CUBLAS_STATUS_INTERNAL_ERROR on windows 10

Hello!
I run the test code on NVIDIA RTX A6000 GPU and it prompts the following errors:

Use GPU
Epoch: 0

1.000078866541965
Traceback (most recent call last):

  File "C:\Users\hp\.conda\envs\Pytorch\lib\site-packages\spyder_kernels\py3compat.py", line 356, in compat_exec
    exec(code, globals, locals)

  File "d:\jktong\1cnn-fit-exp-size\250by250\test_forum.py", line 87, in <module>
    outputs = net(inputs)

  File "C:\Users\hp\.conda\envs\Pytorch\lib\site-packages\torch\nn\modules\module.py", line 1190, in _call_impl
    return forward_call(*input, **kwargs)

  File "d:\jktong\1cnn-fit-exp-size\250by250\test_forum.py", line 42, in forward
    x = nn.LeakyReLU(0.1)( self.conv3(x) )

  File "C:\Users\hp\.conda\envs\Pytorch\lib\site-packages\torch\nn\modules\module.py", line 1190, in _call_impl
    return forward_call(*input, **kwargs)
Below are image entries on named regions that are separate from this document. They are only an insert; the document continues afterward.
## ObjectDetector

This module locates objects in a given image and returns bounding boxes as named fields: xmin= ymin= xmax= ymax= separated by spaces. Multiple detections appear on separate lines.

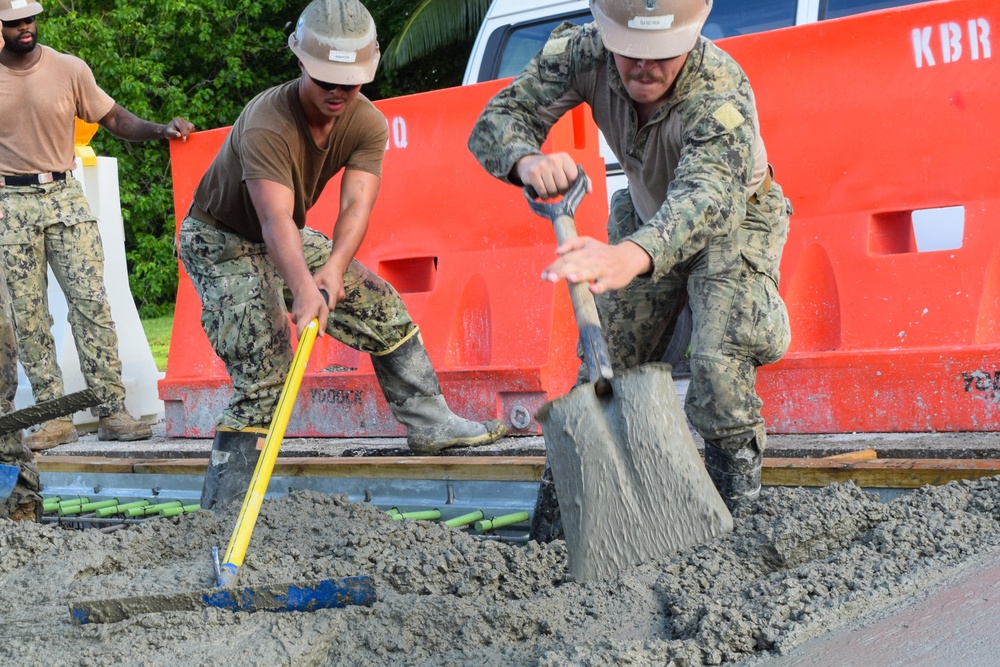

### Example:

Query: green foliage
xmin=38 ymin=0 xmax=472 ymax=316
xmin=384 ymin=0 xmax=490 ymax=71
xmin=142 ymin=306 xmax=174 ymax=372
  File "C:\Users\hp\.conda\envs\Pytorch\lib\site-packages\torch\nn\modules\conv.py", line 463, in forward
    return self._conv_forward(input, self.weight, self.bias)

  File "C:\Users\hp\.conda\envs\Pytorch\lib\site-packages\torch\nn\modules\conv.py", line 459, in _conv_forward
    return F.conv2d(input, weight, bias, self.stride,

RuntimeError: CUDA error: CUBLAS_STATUS_INTERNAL_ERROR when calling `cublasDgemm( handle, opa, opb, m, n, k, &alpha, a, lda, b, ldb, &beta, c, ldc)`

To debug the code, I have set the environment variable as

os.environ['CUDA_LAUNCH_BLOCKING'] = '1'

The complete executing code is listed as follows:

import torch
import torch.nn as nn
from torch.utils.data import TensorDataset, DataLoader
import numpy as np
import os
os.environ['CUDA_LAUNCH_BLOCKING'] = '1'
class Net(nn.Module):
    def __init__(self):
        super(Net, self).__init__()
        #self.conv1 = nn.Conv2d(3, 6, 5)
        #self.fc1 = nn.Linear(72*12, 768)
        #self.pool = nn.MaxPool2d(2, 2)
        self.fc1 = nn.Linear(2*3*64*64, 80*80)
        self.fc2 = nn.Linear(80*80, 125*125)
        #self.fc3 = nn.Linear(2*3*16*16, 60*60)
        self.us = nn.Upsample(scale_factor=2, mode='bilinear', align_corners=True)
        self.conv1 = nn.Conv2d(1, 64, 5,padding=2) # would decrease size 4 in each dimension
        self.conv2 = nn.Conv2d(64, 32, 5,padding=2)
        self.conv3 = nn.Conv2d(32, 16, 5,padding=2)
        self.conv4 = nn.Conv2d(16, 4, 5,padding=2)
        self.conv5 = nn.Conv2d(4, 1, 5,padding=2)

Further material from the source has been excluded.